I can't find a good way to get this result. Last time, I managed to find a way to scale the geom_bar
to the same scale as geom_density
, but that's the opposite of what I wanted.
My current code produces this output:
ggplot2::ggplot(iris, aes(Sepal.Length)) +
geom_bar(stat="bin", aes(y=..density..)) +
geom_density()
The density and bar y values match up, but the scaling is nonsensical. I want percentage on the y axes, not well, the density.
Some new attempts. We begin with a bar plot modified to show percentages instead of counts:
gg = ggplot2::ggplot(iris, aes(Sepal.Length)) +
geom_bar(aes(y = ..count../sum(..count..))) +
scale_y_continuous(name = "%", labels=scales::percent)

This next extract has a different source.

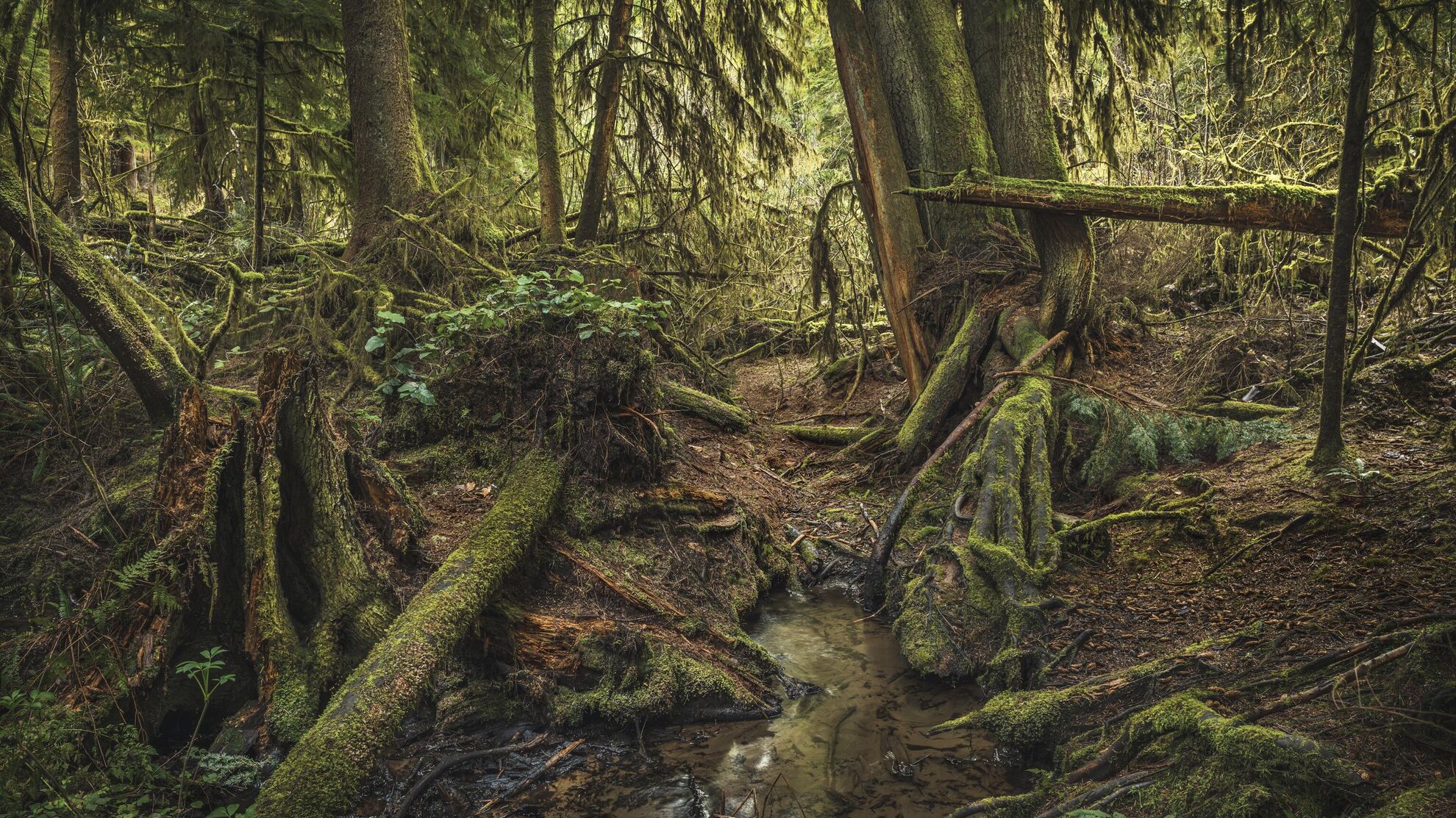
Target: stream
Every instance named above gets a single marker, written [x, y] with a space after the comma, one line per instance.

Then we try to add a geom_density to that and somehow get it to scale properly:
gg + geom_density()
gg + geom_density(aes(y=..count..))
gg + geom_density(aes(y=..scaled..))
gg + geom_density(aes(y=..density..))
Same as the first.
gg + geom_density(aes(y = ..count../sum(..count..)))
gg + geom_density(aes(y = ..count../n))
Seems to be off by about factor 10...
gg + geom_density(aes(y = ..count../n/10))
same as:
gg + geom_density(aes(y = ..density../10))
But ad hoc inserting numbers seems like a bad idea.
One useful trick is to inspect the calculated values of the plot. These are not normally saved in the object if one saves it. However, one can use:
gg_data = ggplot_build(gg + geom_density())
gg_data$data[[2]] %>% View
Since we know the density fit around x=6 should be about .04 (4%), we can look around for ggplot2-calculated values that get us there, and the only thing I see is density/10.
How do I get geom_density
fit to scale to the same y axis as the modified geom_bar
?
Bonus question: why are the grouping of the bars different? The current function does not have spaces in between bars.